At its most basic level, our prime directive and the only ethical decision, in the words of Bill Mollison, is “to take responsibility for own existence and that of our children.” From that, everything else follows.
Within that realm, we still need a path forward. Building a self-sustaining ecosystem is a daunting task, particularly one that allows us to live in harmony with our planet while still providing for our needs. Mollison provides guidelines with three key ethics: Care of the Earth, Care of People, and Setting Limits to Population and Consumption, which is, essentially, Care of the Future.
To illustrate this concept, and because our project has a strong focus on creating sustainable habitat not only for ourselves, but also for pollinators, we drew a honeycomb configuration, one of the strongest architectural structures known, and placed these three ethics in primary colors at the center. Attached to this core in secondary colors are 5 additional principles, again, from Mollison’s “Permaculture: A Designers’ Manual” (p. 35) (combined for the graphic into three):
- Work with nature, rather than against…so that we assist rather than impede natural developments.

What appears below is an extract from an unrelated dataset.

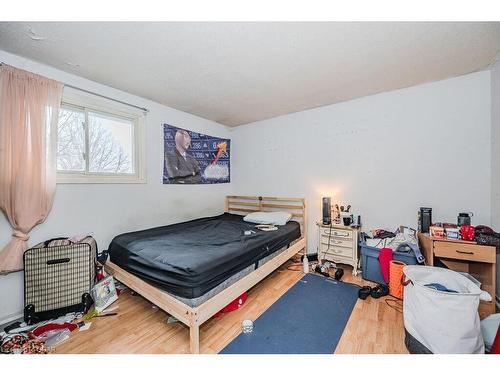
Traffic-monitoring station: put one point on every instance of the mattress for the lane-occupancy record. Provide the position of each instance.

- The problem is the solution; everything works both ways. Everything is a positive resource.
- Make the least change for the greatest possible effect.
- The yield of a system is theoretically unlimited.
- Everything gardens, or has an effect on its environment.
Building on Mollison’s core, we placed David Holmgren’s 12 principles (in light blue), which strongly correlate with Mollison’s concepts and are widely used in permaculture design (from “Permaculture: Principles and Pathways Beyond Sustainability“).
And finally, from this central framework, we identified corresponding features and activities (in tertiary colors) at the Barbolian Fields homestead.